Cumhurbaşkanı Erdoğan, “Evvel emirde şu hakikatin altını çizmemiz gerektiği kanaatindeyim. Bin yıldır üzerinde özgürce yaşadığımız ve inşallah kıyamete kadar da milletimizin ana yurdu olacak bu aziz topraklar, dünyanın en eski medeniyetlerine ev sahipliği yapmıştır. Bu medeniyetler felsefeden mimariye, bilimden sanata, siyasetten hukuka hemen her alanda ürünlerini önce bu coğrafyada vermiştir. Anadolu'da üretilen eserler, burada oluşan değerler asırlar boyunca halka halka önce etrafına, ardından tüm cihana yayılmıştır. Bin yıllara sari bu sürece biz de millet olarak son derece önemli katkılar yaptık. İnancımızla, dilimizle, geleneğimizle, motiflerimizle, ilmi ve kültürel hazinemizle insanlığa pek çok değer kazandırdık. Kimliğimizi teşkil eden, ruh köklerimizi besleyen ne kadar unsur varsa hepsini de sanatımıza ve eserlerimize yansıtmayı, aktarmayı, dert edinmeyi başardık. Bakınız, merhum Ahmet Hamdi Tanpınar 1932 yılında, yani bundan tam 93 sene önce verdiği bir mülakatta sanatın amacını nasıl tarif ediyor. 'Sanatın gayesi güzelliktir. Güzellik bir kemaldir. Sanatın malzemesi de bu kemali nakşetmeye çalışır.' Millet olarak bu anlayışla sanatı iyiye, güzele, hakka ve hakikate giden yolun köşe taşları olarak gördük; eserlerimize daima bu hikmetli kavrayışla baktık, üslubumuzu yine buna göre belirledik. Şiirimizle, müziğimizle, mimari eserlerimiz ve kültür varlıklarımızla sanatın her şubesinde yalnızca Anadolu'da değil, gönül coğrafyamızın dört bir yanında adeta yıldız gibi parladıkö dedi.

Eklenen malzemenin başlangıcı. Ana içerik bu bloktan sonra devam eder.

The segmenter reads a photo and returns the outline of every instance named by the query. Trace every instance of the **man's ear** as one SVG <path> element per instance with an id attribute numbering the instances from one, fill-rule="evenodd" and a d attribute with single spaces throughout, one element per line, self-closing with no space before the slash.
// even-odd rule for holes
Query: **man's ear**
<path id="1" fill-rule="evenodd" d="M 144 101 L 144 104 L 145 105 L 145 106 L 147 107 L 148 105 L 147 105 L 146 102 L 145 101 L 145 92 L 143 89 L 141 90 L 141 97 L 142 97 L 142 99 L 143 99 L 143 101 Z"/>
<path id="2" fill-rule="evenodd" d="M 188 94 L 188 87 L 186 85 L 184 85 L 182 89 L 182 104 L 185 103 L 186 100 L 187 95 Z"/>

'İSTANBUL SANAT ESERLERİMİZİN ADETA SER LEVHASI OLMUŞTUR'

Cumhurbaşkanı Erdoğan, “Şurası bir gerçek ki bu yıldızların en göz kamaştıranı İstanbul'dur. İstanbul'umuz, kutlu fethin ilk günlerinden itibaren tarih ve medeniyet teknemizde yoğurduğumuz sanat hamurunun mayasını oluşturdu. Üstat Necip Fazıl'ın kelimeleriyle ifade edersek, denizle toprağın misale erdiği bu aziz şehir kültür ve sanat hayatımızın en verimli muhitini, hatta çoğu zaman membaını teşkil etti. Seçkin ve zengin mimarisiyle, tarihi ve kültürel derinliğiyle İstanbul sanat eserlerimizin adeta ser levhası olmuşturö ifadelerini kullandı.